Camp Letterman: The Largest Field Hospital in North America

From: The Camp Letterman Fund Trust
Camp Letterman was once the largest field hospital ever built in North America. Camp Letterman General Hospital near Gettysburg was chosen for on the George Wolf Farm, east of Gettysburg on the York Pike. The farm was near the main road and the railroad where a depot was established. Trains would deliver supplies for the Gettysburg camp and take recovering patients to permanent hospitals in Philadelphia, Baltimore and Washington.
Over 30,000 soldiers of both armies lay wounded in temporary field hospitals at the close of the Battle of Gettysburg. As the Medical Director of the Army of the Potomac, Dr. Letterman and his staff before the battle ended ordered more medical supplies to be brought to Gettysburg and he sent his ambulance corps over the field to move the wounded into a more central medical stations.

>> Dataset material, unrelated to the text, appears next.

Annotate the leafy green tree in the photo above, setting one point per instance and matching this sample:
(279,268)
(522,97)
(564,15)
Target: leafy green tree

A central hospital was established on the York Pike east of Gettysburg and near the railroad and named Camp Letterman after Dr. Letterman. Wounded soldiers were taken from the field hospitals by horse-drawn ambulances to the new camp where they were housed in large canvas tents. Unlike the rigors of a field hospital, the new camp had cots with clean sheets and pillows.

By August 7, 1863 all of the corps and field hospitals were closed and Camp Letterman was the only hospital remaining with over 3,000 patients. The camp remained at Gettysburg until November 1863 when the last remaining patients left, the tents were packed, and the doctors and nurses left for other battlefield hospitals.